Accounts associated with Varginha claim that a cigar-shaped craft crashed in southeastern Brazil and that unusual beings were seen or treated medically. Those claims remain disputed, differ across witnesses and have not been confirmed by publicly available physical evidence. The case is often called Brazil's Roswell, a comparison that describes its cultural status rather than an established finding.

Burlison, a member of the House Oversight Committee's Task Force on the Declassification of Federal Secrets, previously attended a Washington forum where witnesses discussed Varginha. He told NewsNation that people may sincerely believe what they experienced, while adding that he would not accept the extraordinary account without evidence he found persuasive.

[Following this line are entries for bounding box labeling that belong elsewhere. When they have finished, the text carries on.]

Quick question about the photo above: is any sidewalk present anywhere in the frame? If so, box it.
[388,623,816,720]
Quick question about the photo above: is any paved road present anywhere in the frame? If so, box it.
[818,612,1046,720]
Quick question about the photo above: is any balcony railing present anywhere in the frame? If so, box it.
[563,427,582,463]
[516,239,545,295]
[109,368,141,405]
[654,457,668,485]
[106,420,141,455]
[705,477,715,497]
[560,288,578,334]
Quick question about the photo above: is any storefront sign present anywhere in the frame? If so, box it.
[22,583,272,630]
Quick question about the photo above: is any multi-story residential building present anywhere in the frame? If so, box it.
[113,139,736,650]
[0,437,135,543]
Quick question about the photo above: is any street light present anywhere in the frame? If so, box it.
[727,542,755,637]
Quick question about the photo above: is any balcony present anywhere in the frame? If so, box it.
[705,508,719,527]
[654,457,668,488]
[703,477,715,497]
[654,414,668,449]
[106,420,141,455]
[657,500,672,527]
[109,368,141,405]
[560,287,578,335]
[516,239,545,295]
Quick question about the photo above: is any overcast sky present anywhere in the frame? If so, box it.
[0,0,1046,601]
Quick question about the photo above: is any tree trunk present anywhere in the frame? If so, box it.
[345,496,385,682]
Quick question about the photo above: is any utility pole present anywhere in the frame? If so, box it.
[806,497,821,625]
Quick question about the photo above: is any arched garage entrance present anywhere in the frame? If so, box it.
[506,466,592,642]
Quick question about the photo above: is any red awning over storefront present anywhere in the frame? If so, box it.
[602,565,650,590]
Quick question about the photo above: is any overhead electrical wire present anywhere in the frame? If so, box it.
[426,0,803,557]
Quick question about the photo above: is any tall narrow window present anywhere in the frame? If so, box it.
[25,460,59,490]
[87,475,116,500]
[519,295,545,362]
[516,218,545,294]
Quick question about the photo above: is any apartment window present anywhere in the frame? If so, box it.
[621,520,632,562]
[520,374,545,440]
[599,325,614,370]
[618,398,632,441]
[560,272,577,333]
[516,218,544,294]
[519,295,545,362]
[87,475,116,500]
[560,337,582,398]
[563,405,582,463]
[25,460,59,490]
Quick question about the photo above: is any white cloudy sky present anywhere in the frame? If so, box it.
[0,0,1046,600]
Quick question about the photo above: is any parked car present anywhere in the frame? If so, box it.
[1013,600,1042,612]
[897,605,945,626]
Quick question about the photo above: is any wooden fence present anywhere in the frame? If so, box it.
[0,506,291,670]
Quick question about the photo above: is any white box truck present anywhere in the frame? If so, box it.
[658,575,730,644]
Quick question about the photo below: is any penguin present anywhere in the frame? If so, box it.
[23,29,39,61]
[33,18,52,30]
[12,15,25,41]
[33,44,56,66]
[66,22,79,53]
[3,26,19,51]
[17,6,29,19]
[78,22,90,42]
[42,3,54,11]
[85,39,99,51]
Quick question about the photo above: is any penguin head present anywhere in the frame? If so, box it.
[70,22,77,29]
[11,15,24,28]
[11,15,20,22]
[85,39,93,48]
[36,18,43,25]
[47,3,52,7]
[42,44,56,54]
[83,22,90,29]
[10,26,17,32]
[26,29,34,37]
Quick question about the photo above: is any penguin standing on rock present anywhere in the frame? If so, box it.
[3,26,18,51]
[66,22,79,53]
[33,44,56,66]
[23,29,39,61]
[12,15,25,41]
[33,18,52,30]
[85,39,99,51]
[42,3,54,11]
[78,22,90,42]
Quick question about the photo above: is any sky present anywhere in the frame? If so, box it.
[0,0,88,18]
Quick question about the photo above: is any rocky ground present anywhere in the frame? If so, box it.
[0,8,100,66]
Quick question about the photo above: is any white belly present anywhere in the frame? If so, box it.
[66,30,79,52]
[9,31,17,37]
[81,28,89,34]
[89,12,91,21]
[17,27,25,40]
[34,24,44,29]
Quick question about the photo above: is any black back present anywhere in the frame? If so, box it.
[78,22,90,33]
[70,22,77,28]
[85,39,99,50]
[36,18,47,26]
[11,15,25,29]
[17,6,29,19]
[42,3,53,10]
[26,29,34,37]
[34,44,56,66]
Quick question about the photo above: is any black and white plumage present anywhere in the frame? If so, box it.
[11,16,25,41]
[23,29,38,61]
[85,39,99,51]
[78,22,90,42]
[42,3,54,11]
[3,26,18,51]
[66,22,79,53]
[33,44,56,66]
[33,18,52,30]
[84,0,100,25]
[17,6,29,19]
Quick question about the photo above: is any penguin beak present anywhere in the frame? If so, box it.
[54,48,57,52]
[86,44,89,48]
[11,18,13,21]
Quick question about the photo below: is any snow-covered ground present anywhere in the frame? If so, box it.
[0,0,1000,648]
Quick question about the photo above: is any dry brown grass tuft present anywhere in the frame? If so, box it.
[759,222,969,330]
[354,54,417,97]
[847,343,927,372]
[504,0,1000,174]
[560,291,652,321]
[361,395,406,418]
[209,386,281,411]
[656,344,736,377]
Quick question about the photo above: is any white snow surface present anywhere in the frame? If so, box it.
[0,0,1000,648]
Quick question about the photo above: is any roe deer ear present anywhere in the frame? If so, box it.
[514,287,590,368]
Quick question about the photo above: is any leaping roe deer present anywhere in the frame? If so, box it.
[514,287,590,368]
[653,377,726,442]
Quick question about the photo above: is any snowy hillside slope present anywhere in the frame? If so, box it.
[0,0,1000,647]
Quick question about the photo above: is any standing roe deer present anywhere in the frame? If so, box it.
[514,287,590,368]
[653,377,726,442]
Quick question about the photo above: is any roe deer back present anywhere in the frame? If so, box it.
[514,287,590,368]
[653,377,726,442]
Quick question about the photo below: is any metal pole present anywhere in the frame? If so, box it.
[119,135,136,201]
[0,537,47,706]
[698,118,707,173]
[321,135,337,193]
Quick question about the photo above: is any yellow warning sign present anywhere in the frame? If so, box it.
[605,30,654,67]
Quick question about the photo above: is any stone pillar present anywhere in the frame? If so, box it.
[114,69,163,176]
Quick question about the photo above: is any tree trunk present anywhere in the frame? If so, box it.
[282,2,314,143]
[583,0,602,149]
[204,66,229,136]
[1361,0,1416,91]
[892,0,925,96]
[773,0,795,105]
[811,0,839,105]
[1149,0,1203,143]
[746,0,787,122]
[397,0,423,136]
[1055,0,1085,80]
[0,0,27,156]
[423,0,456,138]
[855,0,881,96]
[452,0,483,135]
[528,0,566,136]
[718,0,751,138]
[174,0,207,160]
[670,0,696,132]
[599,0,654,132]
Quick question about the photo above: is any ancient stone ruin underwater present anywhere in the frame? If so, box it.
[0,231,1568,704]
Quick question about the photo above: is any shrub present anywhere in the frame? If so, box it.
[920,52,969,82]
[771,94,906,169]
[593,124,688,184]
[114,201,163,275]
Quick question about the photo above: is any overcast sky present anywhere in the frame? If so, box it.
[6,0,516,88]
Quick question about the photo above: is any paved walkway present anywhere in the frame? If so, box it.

The congressman said one part of his request concerns a claim that a Brazilian soldier died from an infection after contact with an alleged being or wreckage. Burlison said he was exploring whether the FBI could work with Brazilian authorities on a possible exhumation. No exhumation, forensic result or agency commitment was announced in the report.

A documented response from the FBI or CIA could clarify whether the United States holds records about Varginha, how any records were created and whether they contain first-hand evidence or only relayed claims. Even if files exist, their existence would show institutional handling of an allegation, not by itself prove a crash, a non-human body or U.S. recovery of material.